Dick, William B., ed. Dick's recitations and readings No. 14. A carefully compiled selection of humorous, pathetic, eloquent, patriotic and sentimental pieces in poetry and prose, exclusively designed for recitation or reading. New York: Dick & Fitzgerald Publishers, ©1882. 12mo. 180 pp., [6 (ads)] ff.
$42.50

"The Idiot Lad" — "The Women of Mumbles Head"
Dick, William B., ed. Dick's recitations and readings No. 16. A carefully compiled selection of humorous, pathetic, eloquent, patriotic and sentimental pieces in poetry and prose, exclusively designed for recitation or reading. New York: Fitzgerald Publishing Corporation[,] successor to Dick & Fitzgerald, n.d. [©1886, but printed later]. 12mo. 180 pp., [6 (ads)] ff.
$42.50


"Uncle Billy & the Civil Rights Bill"
"Satan & the Grog Seller"
Dick, William B., ed. Dick's recitations and readings No. 12. A carefully compiled selection of humorous, pathetic, eloquent, patriotic and sentimental pieces in poetry and prose, exclusively designed for recitation or reading. New York: Dick & Fitzgerald Publishers, ©1881. 12mo. 182 pp., [5 (ads)] ff.
$42.50


So, Will You Hear "Polly's Lecture to Dolly" or!
"Dot Lambs Wot Mary Haf Got"?
Dick, William B., ed.
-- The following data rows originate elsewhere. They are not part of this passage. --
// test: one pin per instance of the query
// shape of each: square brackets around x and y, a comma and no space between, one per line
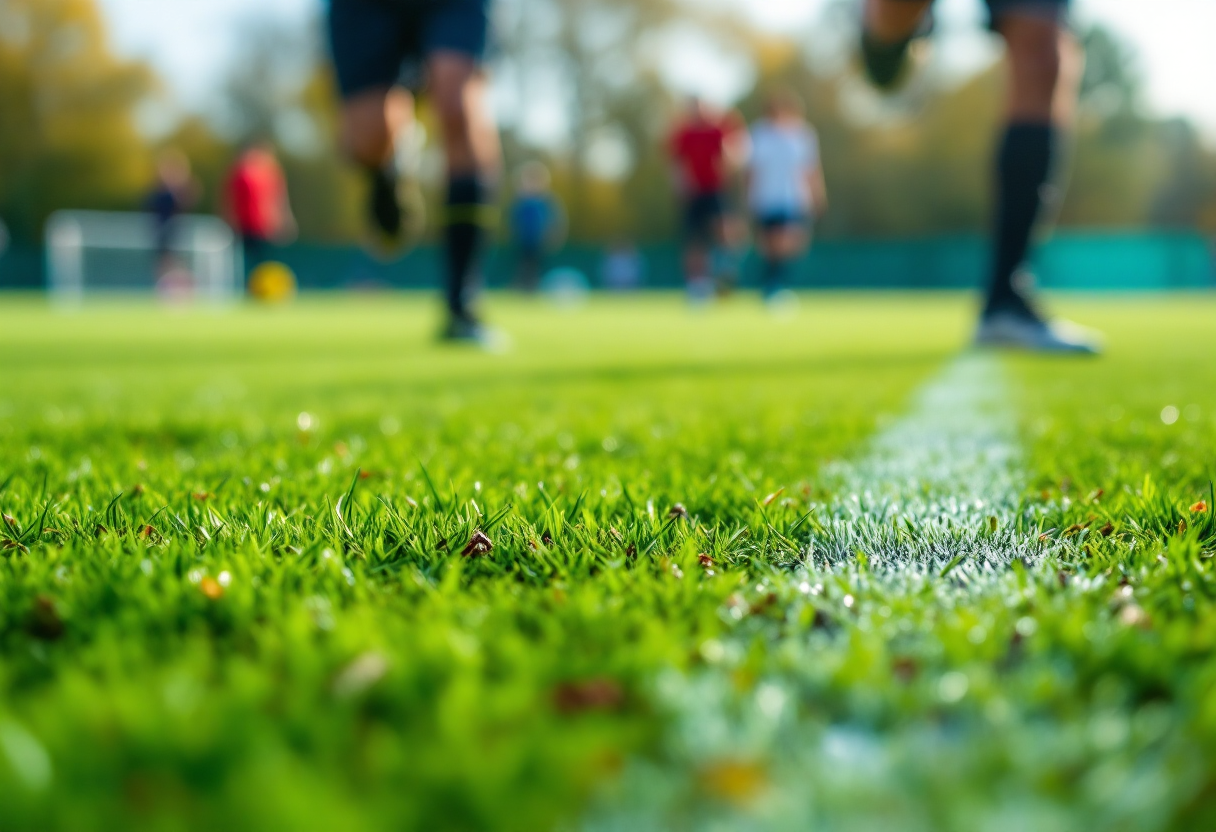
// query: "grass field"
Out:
[651,569]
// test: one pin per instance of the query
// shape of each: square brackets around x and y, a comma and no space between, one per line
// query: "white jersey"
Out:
[783,156]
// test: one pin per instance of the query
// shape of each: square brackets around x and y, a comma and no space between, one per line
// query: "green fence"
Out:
[1080,262]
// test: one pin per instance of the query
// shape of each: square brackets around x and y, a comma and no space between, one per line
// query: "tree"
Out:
[69,136]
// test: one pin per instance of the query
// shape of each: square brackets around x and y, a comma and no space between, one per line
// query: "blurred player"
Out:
[380,49]
[786,187]
[704,147]
[1045,68]
[174,192]
[535,218]
[257,202]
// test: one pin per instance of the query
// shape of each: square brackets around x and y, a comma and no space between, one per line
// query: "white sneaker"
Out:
[1020,331]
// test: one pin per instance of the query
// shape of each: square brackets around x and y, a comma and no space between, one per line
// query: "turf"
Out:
[302,568]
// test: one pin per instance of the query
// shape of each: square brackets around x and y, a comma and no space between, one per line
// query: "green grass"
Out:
[232,591]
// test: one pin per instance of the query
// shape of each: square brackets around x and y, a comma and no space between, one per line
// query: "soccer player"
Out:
[786,187]
[257,202]
[534,220]
[174,192]
[382,50]
[704,146]
[1045,63]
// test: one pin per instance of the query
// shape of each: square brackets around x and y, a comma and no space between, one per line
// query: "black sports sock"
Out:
[883,61]
[384,207]
[1024,163]
[466,217]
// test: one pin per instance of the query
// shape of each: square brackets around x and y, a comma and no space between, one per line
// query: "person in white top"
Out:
[786,186]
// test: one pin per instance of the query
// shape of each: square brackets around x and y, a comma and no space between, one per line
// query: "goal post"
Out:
[108,253]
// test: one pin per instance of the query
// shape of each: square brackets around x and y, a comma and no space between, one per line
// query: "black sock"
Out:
[466,217]
[384,207]
[1024,163]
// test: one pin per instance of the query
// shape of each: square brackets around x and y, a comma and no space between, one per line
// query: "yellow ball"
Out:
[272,282]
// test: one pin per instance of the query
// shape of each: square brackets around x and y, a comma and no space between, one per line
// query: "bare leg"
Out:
[471,138]
[372,122]
[889,27]
[1045,67]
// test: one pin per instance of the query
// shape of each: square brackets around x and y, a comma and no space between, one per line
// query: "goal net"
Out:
[97,253]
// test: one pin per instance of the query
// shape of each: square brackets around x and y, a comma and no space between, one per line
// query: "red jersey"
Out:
[257,195]
[701,152]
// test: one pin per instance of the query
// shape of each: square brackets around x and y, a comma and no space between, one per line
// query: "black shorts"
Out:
[997,9]
[381,43]
[703,212]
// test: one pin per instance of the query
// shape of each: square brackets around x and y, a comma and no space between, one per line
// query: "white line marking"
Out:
[941,482]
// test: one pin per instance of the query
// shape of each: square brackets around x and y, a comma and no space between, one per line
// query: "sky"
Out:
[1174,39]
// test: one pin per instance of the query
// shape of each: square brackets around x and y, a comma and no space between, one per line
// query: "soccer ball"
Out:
[272,282]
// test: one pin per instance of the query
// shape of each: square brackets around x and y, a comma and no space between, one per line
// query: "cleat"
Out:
[467,330]
[1025,330]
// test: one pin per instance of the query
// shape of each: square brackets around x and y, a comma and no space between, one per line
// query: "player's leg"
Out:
[369,41]
[471,147]
[888,29]
[1043,72]
[456,40]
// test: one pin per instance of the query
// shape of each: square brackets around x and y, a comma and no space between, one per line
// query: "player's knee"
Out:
[1036,61]
[366,138]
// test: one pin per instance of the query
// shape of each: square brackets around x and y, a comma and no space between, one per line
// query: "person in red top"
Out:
[258,204]
[704,147]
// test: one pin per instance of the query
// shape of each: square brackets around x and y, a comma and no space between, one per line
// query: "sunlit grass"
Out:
[245,582]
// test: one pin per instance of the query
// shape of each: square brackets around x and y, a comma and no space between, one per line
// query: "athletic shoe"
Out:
[397,211]
[884,62]
[467,330]
[1022,329]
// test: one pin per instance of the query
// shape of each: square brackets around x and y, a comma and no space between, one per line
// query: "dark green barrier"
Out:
[1085,262]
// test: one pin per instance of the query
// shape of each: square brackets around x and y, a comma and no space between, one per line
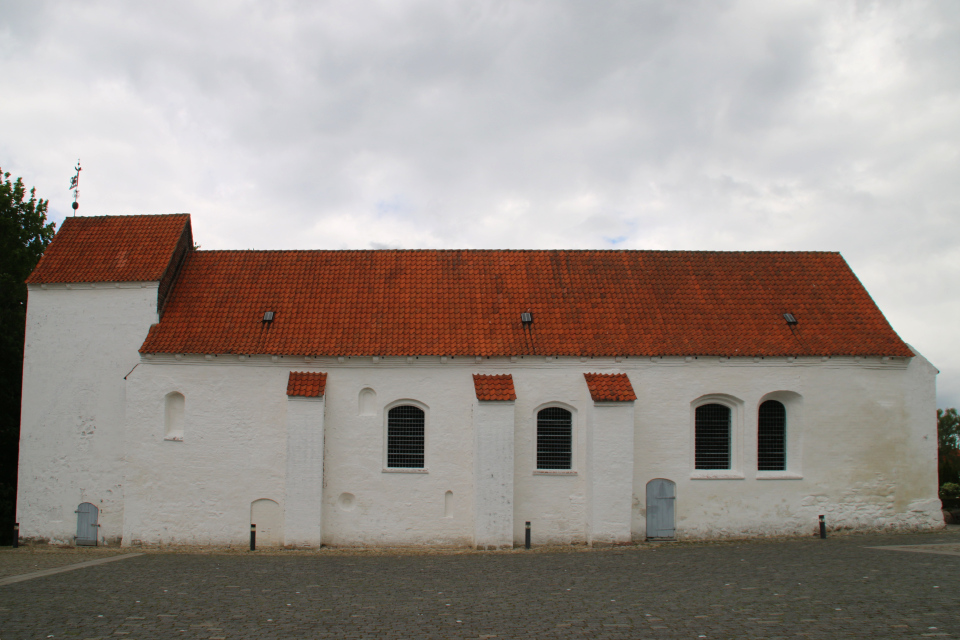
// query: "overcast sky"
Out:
[726,125]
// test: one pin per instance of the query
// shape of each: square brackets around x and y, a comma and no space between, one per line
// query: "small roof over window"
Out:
[306,384]
[610,387]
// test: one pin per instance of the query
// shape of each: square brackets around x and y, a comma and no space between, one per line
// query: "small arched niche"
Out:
[368,402]
[173,410]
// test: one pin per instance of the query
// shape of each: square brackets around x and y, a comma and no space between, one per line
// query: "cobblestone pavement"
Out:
[29,559]
[842,587]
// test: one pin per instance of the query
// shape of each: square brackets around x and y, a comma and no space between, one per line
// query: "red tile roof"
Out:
[610,387]
[494,387]
[113,249]
[307,384]
[460,302]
Dick's juvenile speaker for boys and girls containing original and selected speeches and recitations for young folks and little children. New York: Fitzgerald Publishing Corporation[,] successor to Dick & Fitzgerald, n.d. [©1897, but printed later]. 12mo. 90 pp., [3 (ads)] ff.
$37.50


Adam Never Was a Boy . . .”
Dick, William B., ed.  Dick's little folk's reciter containing original and selected speeches and recitations for young children. New York: Fitzgerald Publishing Corporation, successor to Dick & Fitzgerald, [Š1896, but printed later]. 12mo. 90 pp., [3 (ads)] ff.
$37.50


One for Tiny Tots
Dick, William B., ed.   Dick's speeches for tiny tots containing a selection of pieces specially adapted for quite young and very small children. New York: Fitzgerald Publishing Corporation[,] successor to Dick & Fitzgerald, n.d. [Š1895, but printed later]. 12mo. 90 pp., [3 (ads)] ff.